KevBo wrote:By hooklet do you mean the disk with my logo and serial number?
The heart. For me it looks like a hook - in a dictionary I found "hooklet" with the meaning "small hook".
I like your logo and I understand the sense of a serial number. When I started building cajones I did not even have a brand´s name. But musicians apparantly want to play instruments with logo (maybe they feel naked without
). I started thinking about the problem to keep my logo independent from the instrument – or seen from the other side: not to make the logo become part of the instrument itself. Today´s instruments (especially cajones) are often just background areas for the producers´ promotion.
KevBo wrote:Rest assured that the form of this drum was developed over tons of trial and error while attaining to achieve the best content.
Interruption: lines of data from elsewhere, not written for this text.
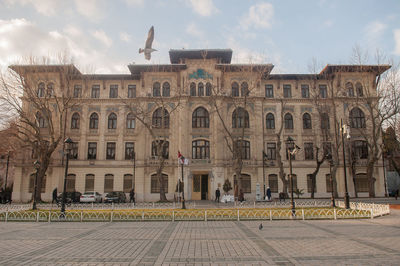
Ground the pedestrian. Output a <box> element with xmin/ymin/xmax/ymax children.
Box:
<box><xmin>129</xmin><ymin>188</ymin><xmax>135</xmax><ymax>203</ymax></box>
<box><xmin>51</xmin><ymin>188</ymin><xmax>57</xmax><ymax>204</ymax></box>
<box><xmin>215</xmin><ymin>187</ymin><xmax>221</xmax><ymax>202</ymax></box>
<box><xmin>267</xmin><ymin>187</ymin><xmax>271</xmax><ymax>201</ymax></box>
In form is function, and this shape is just that.
I am wondering about the synthetic heads, because I know that the big companies have to offer a minimum purchase in order to get Remo to make them in the needed shape. I know a German conga maker who copied the top area of a widely used model. This gives him the option to offer his instruments with synthetic heads as well. How are you adapting your djembés to the heads or contrary: the heads to your djembés (maybe by copying a LP djembé´s shape inside the range of 3-5 cm from the top edge?)
KevBo wrote:... where the professional is going to require a more refined sound and know his craft. He wants from the drum what is asked of it and wont enjoy playing a djembe that doesn't deliver.
I just asked because many fascinating playing skills were developed as kompensations of bad instruments.